Sheriff J.C. Van Pelt and County Solicitor Harry Thompson
Everyone knew it was coming. The 18th Amendment had been voted into existence, and the Volstead Act became law on January 17, 1920. Most people simply referred to it as “Prohibition.”
The new law changed a lot of things that hadn’t been considered before. To enforce the new law that prohibited the production, importation, transportation, and sale of alcoholic beverages, a lot more officers would have to be hired. Before Prohibition, about 1500 agents were employed by the federal government. At its height, 20,000 were employed in 1923 to track down and close illegal distilleries, guard the borders against illegal importation, and battle organized crime.
Another spinoff was the underground world that suddenly became very lucrative. Being a member of organized crime, or “the mob,” suddenly became very, very lucrative. It was a new world in the United States.
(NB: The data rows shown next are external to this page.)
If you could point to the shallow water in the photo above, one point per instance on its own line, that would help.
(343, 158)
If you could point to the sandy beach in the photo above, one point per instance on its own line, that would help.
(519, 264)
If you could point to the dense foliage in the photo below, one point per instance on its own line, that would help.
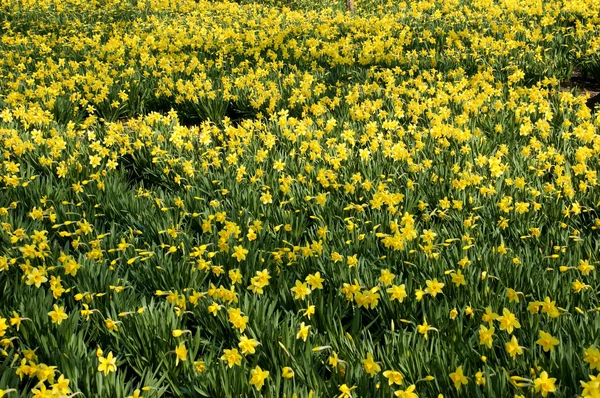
(219, 199)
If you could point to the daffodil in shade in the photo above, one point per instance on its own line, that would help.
(371, 367)
(107, 364)
(544, 384)
(258, 377)
(247, 346)
(303, 332)
(180, 353)
(547, 341)
(408, 393)
(346, 392)
(393, 376)
(458, 378)
(287, 372)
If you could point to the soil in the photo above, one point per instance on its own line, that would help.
(586, 86)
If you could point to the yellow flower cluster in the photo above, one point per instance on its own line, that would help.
(236, 199)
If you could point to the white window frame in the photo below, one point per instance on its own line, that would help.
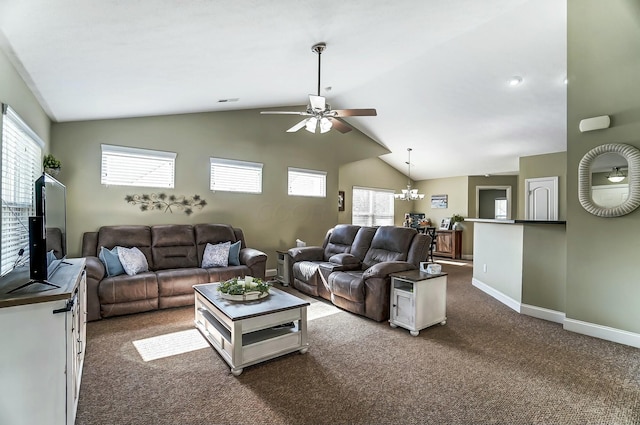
(370, 217)
(230, 175)
(315, 185)
(127, 166)
(21, 165)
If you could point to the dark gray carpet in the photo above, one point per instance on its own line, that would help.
(487, 365)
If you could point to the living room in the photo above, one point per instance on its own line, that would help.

In Escambia County, officers and agents were consumed with hunting down illegal stills, and arresting their entrepreneurs. From 1918-1933, the Pensacola News Journal recorded 2673 entries of “liquor arrest.”

But the News Journal’s June 16, 1919, editorial scathed Sheriff J.C. Van Pelt and County Solicitor Harry Thompson for making only a “lukewarm” effort to enforce the prohibition regulations. The editorial read that it is easy to get drunk and even easier to get something to get drunk with. Both men came back at the editor, defending their efforts.
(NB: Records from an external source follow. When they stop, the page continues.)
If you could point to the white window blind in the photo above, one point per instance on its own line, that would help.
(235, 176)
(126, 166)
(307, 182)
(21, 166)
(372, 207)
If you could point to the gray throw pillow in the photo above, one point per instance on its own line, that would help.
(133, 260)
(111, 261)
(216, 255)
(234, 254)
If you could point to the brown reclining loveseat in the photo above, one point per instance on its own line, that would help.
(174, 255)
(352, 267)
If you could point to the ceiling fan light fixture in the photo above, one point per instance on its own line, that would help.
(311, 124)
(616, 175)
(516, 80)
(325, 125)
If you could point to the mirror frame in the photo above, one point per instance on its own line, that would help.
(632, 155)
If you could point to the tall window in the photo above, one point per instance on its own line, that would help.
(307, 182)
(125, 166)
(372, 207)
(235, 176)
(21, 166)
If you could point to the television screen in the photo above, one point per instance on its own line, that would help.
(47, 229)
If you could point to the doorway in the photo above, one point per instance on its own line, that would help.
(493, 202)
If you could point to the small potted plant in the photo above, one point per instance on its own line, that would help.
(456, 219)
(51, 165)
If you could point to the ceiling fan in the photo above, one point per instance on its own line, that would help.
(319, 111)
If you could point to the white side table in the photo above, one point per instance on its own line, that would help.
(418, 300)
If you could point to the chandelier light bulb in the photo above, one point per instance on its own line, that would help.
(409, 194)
Despite their arguments, the sheriff and the attorney were found by the governor to be guilty of such claims, and maybe more. Florida Governor Sidney Catts, the only person who can remove a sitting sheriff in Florida, entered into the argument.
Governor Catts was described in the newspaper as “a one-eyed, red-headed teetotaling Baptist minister.” He was elected on the pro-prohibition ticket. It was said that he didn’t like likker or people who drank it.
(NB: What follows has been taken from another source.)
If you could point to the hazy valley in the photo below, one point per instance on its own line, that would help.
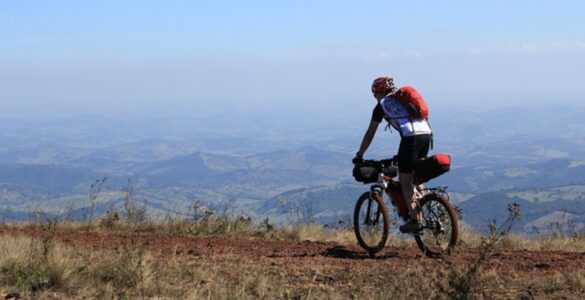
(288, 168)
A report was issued on November 5, 1919, that John English and John O’Donovan were arrested for using their automobiles to receive and transport liquor. It looked like Van Pelt and Thompson were doing their job…maybe.
Or maybe not. Less than a month later, on December 1, 1919, Governor Catts removed the sheriff and the solicitor from office after it was discovered that they were themselves involved in illegal liquor operations.
Not the kind of side job a sheriff should engage in.